Magnetic resonance studies also shuffle the
hypothesis that languages ​​acquired later and with less skill level would need more brain regions for the effort involved in speaking and understanding the new language.

Another fundamental aspect that has been investigated in this article is the ability to voluntarily and effortlessly switch from one language to another, as well as to maintain it without interference from other languages.

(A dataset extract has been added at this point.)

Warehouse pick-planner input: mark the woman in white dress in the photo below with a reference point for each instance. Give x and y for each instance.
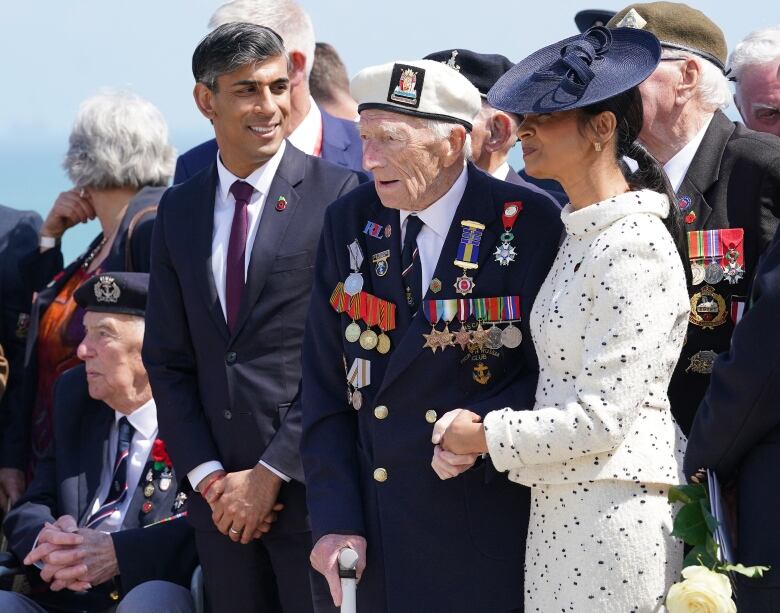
(600, 447)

This phenomenon is called
"switching"and its neuronal bases have been little studied.

"Until recently we didn't know
which regions exactly they were in charge of this function, which is absolutely essential to effectively manage several languages ​​within our brain«, specifies Jesús Martín-Fernández.

There are certain regions that must be respected for this to be possible, since "when we stimulate these areas in charge of »switching« while the patient is doing language tasks, we have seen how while, for example
count from 1 to 10it changes uncontrollably from one language to the other«.

The researcher stresses that "switching"
It is an extremely complex phenomenon. that involves both superficial regions (cerebral cortex) and deeper regions (white matter) of our brain, some of which are probably yet to be discovered.

Jesús Martín-Fernández points out that the surgery wakes up with an adequate test of each of the languages ​​would allow them to be preserved during surgery for a brain tumor that,
when it is slow growing"it gives our brain time to move our higher brain functions, such as language, out of the tumor area."

This study may represent one more step in the future of oncological neurosurgery, an extremely complex world that is advancing at great speed, and "a little more evidence that we are reaching a level of knowledge of the
brain which, although limited, allows us to offer a neurosurgery that not only tries to cure or prolong life, but also a good quality of life, respecting something as important as language«.

Probably
be the most complex brain function and that makes us what we are and who we are«, adds the neurosurgeon.